I continued south to the River Aire and Saltaire railway station. In the late afternoon sunshine there was a Yorkshire version of the passegieta in the park and around the cricket field.


I was in Manchester for the day and went to the Whitworth Gallery and thus saw two contrasting exhibitions. One was Women in Revolt, which I found interesting – probably not entirely for the expected reasons. Since I do recall the 1970s and 1980s, many of the events and social attitudes were familiar to me. The artwork was punchy rather than classy – reflecting the anger of that time and the everyday media that the artists/activists used (e.g. collage, fabric). At this remove it’s easy to forget how outlandish some of the demands for female equality seemed at the time to “ordinary people” – equal pay, professional opportunities, childcare, the assumption of being taken seriously. My aunts, for example, were ambivalent to, if not dismissive of, female equality. How far we have come! No, what did catch my attention was a film of ordinary women in the street, accosted by a male television journalist and asked what problems they encountered as women in the 1970s. It was almost a Socratic dialogue: he hectoring and various shes pondering his questions, totally media-unsavvy, and giving hesitant answers about things they perhaps hadn’t considered before. There was a polite bewilderment at being asked to examine their lives, rather than the redundant-heavy easy flow of words that a vox pop today might elicit. The exhibition assumed a natural relationship between 1970s feminism and other progressive attitudes – the relationship not embraced by women in power at that time like Margaret Thatcher.

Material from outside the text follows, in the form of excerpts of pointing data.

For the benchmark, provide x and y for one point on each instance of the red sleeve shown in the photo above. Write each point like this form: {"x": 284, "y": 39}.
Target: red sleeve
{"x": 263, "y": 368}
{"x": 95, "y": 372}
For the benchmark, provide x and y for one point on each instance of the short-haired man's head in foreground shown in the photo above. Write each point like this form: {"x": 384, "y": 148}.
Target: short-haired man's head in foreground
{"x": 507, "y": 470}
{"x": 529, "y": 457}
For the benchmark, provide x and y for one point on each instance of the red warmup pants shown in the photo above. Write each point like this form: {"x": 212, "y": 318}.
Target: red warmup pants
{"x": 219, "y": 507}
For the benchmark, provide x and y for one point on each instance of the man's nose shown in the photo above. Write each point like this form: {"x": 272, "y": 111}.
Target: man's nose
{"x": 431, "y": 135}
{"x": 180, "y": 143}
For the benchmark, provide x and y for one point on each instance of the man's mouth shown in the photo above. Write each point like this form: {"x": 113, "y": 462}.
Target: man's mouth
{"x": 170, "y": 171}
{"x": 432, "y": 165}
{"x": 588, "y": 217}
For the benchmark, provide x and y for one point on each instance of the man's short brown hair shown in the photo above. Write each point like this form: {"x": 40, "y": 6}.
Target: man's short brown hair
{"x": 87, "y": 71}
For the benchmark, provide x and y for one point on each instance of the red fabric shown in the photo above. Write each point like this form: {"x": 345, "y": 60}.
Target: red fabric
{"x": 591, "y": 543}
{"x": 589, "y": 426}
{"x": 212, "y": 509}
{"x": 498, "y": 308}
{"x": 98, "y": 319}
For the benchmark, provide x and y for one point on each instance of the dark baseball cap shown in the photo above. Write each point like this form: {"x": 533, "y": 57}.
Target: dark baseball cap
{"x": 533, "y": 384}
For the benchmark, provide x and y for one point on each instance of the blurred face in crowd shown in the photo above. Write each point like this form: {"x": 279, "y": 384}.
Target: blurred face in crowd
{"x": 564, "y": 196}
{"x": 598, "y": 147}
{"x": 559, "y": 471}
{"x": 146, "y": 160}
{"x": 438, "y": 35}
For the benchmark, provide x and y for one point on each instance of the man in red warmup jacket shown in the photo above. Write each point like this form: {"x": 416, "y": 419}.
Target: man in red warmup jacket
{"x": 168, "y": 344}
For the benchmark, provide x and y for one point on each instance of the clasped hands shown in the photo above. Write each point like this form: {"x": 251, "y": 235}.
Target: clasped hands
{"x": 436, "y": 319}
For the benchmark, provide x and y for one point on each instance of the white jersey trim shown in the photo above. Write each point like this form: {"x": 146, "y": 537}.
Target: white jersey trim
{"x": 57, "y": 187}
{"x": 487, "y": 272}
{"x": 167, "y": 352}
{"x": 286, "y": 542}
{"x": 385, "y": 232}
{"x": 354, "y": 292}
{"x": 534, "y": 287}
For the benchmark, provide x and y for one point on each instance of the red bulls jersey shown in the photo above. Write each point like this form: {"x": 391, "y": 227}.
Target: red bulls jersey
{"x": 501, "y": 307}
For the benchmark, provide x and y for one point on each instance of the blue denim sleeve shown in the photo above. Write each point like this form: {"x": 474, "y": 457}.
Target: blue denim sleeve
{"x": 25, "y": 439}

And then Turner’s prints. The Whitworth had emptied all its shelves and backs of cupboards for this. They were rather lovely, and I was impressed by the quality of the mezzotints. A very different experience.






The Ashington train again, but this time only as far as Seaton Delaval and the Hall. Designed by Sir John Vanbrugh and built 1718-28. In 1822 a fire destroyed the south-east wing and gutted the central hall – the corps de logis. (I was confused about this, since both wings seemed intact, but a guide explained to me that the destroyed south-east wing was a later addition.) A great shame, priceless masterpiece, yada yada yada . . . but actually the damage to the showpiece central hall makes it all the more marvellous. Pipistrelle bats hibernate in the upper storeys. You can see which pilasters were made of stone. The eighteenth-century brickwork contrasted with the essential patching up of the nineteenth. Its ruin has been arrested, its proportions and exterior still dominate, and the interior has an air halfway between Ozymandias and poignancy. The family wealth (my inner Marxist asks the question) originally came from salt, glass (from the lovely sandy beaches) and coal.
Then back to the Brompton and a ride to Seaton Sluice and southwards along the coast through Whitley Bay and Cullercoats to Tynemouth. I stopped to admire the Spanish City and remembered how my Newcastle-bred mother used to refer to Whitley Bay as some kind of childhood Nirvana. At Cullercoats I recognised the bay and Watch House from Robert Jopling’s paintings. And the outline of Tynemouth priory looked uncannily familiar until I remembered an evening ferry from Newcastle to Ijmuiden years ago. Then the metro back to Monument and I was in the big city once again.